始発駅まではチェックしていませんが、見事に変化ありません。ここで気になるのが、8:11~8:17、8:17~8:23、8:35~8:41、8:41~8:47の空白です。ここはダイヤが乱れたときに列車を入れられるように間隔を空けているのでしょうが、輸送力を確保することを考えるべきです。

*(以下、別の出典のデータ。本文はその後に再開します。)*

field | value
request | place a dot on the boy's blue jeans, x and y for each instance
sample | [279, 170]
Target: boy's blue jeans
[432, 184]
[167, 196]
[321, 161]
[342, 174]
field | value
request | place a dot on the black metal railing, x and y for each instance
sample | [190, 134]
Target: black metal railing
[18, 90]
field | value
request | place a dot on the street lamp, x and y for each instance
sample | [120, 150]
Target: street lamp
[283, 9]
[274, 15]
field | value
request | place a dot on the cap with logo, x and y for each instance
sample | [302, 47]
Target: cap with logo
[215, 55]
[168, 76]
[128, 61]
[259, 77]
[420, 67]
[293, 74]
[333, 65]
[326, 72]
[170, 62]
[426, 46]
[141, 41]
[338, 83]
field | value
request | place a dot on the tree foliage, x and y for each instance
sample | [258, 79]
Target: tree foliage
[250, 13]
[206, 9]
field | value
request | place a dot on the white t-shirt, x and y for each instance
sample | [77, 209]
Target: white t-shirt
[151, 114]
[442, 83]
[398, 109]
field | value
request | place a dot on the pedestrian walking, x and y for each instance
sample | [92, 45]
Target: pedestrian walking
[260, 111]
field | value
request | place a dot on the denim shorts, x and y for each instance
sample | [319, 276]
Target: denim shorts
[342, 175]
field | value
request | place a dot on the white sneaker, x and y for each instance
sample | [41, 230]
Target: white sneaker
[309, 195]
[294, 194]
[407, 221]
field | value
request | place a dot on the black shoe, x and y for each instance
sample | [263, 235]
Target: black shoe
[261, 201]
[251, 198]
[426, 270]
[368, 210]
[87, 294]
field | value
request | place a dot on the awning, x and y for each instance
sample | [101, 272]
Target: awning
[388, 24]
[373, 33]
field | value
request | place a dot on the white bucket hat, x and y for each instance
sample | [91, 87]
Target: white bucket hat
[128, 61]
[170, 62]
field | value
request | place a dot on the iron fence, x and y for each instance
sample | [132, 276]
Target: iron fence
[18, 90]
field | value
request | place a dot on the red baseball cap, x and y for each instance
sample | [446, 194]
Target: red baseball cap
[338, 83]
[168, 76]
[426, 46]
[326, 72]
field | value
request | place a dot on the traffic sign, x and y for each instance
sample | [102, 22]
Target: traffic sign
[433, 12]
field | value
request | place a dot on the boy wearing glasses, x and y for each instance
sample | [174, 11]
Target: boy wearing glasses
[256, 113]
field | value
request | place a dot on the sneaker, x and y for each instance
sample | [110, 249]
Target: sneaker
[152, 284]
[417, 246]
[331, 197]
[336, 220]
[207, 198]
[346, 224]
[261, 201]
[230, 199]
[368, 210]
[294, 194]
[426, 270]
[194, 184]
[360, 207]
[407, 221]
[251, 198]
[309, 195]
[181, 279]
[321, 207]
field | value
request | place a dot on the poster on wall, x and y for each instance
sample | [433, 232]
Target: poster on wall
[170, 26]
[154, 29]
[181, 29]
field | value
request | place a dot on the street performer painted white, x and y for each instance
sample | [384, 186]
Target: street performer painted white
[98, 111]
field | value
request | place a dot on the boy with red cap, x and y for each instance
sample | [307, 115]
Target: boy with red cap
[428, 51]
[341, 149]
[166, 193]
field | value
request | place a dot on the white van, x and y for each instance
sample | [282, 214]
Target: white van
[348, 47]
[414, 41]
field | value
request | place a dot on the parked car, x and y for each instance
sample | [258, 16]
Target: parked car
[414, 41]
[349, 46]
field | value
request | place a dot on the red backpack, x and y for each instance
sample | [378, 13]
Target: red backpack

具体的には、上野着8:07、8:33(以上宇都宮線)、8:13、8:38(以上高崎線)を最低限東京まで延長し、上野-東京間の混雑緩和と列車間の混雑率のムラの是正(上野どまりよりも東京直通に乗客は集中するでしょう)を図るべきでしょう。常磐線の東京直通=平面交差無理=品川入庫と図式が成り立ちますので、これ以上の増発は困難でしょう。

夕方下り

夕方の東京発車時刻を示します(表2)。太字で示した部分が変化点です。

表2. 夕方の東京発車時刻(上野方面)

17.3 東京夕方下り

具体的には、
・18:15発の普通籠原行きが18:16と1分ずらされた。
 →結果として東京発18時台の高崎線は15分間隔に揃う。
・18:31発の普通前橋行きが高崎までに短縮される
 ※代替措置として、上野18:42発の通勤快速高崎行きが前橋まで延長
・19:33発の普通黒磯行きが19:31に2分ずらされた。
 →結果として宇都宮線の間隔が18分、6分から、16分、8分とわずかながら間隔が平準化した。

という3点が変化です。
宇都宮線の運転間隔が大きく開く箇所があります。例えば、18:21、18:40、18:59とラッシュ時に関わらず19分も間隔が開きますし、19:39の次は20:06まで27分も間隔が開いてしまいます。上野発18:56と19:55の宇都宮線を東京始発(上野始発よりも受益者は多いでしょう)とすれば、それなりに使いやすくなります。高崎線も運転間隔が大きく開く箇所があります。例えば、17:08と17:36の間は28分も間隔が空いていますし、17:36と18:01も25分間隔です。この部分の上野発17:31と18:03の高崎線を東京始発とすれば、それなりに使いやすくなります。

私案の朝ラッシュ時の上野→東京の延長が4本、夕ラッシュ時の東京→上野の延長が4本、とバランスがとれています。私は頭が良いので、そのような辻褄を合わせることまで考えるのです(さすがー)。
反対に東海道線側についてもまとめます(表3)。

表3. 東海道線の発車時刻

17.3 東京東海道下り

※無印は熱海行き、沼津行きと伊東行きは付属編成はどこかで切り離すはずだが、そこまでは追跡していない
東海道線の下りについてはパターンを調整しています。具体的には
・18:30~19:00の運転間隔を5~8分間隔から7~8分間隔に調整し、18:37発普通国府津行きを減便
・19:00~19:25の運転間隔を10分空けないように、19:06発普通国府津行きを増発
これにより、18:30~19:00に詰まっていた列車を18:30~19:20に分散した格好です。
※19:33発(前列車間隔11分!)の混雑が想定されます。19:22発を19:24発とすれば、前列車間隔は9分となり、混雑は緩和しそうに思えます。

東海道線は昔から混雑していますので、(常磐線列車が入らない)品川以南だけでも増発すると良いでしょう。例えば、品川断面で18:55ごろと19:37ごろとか…。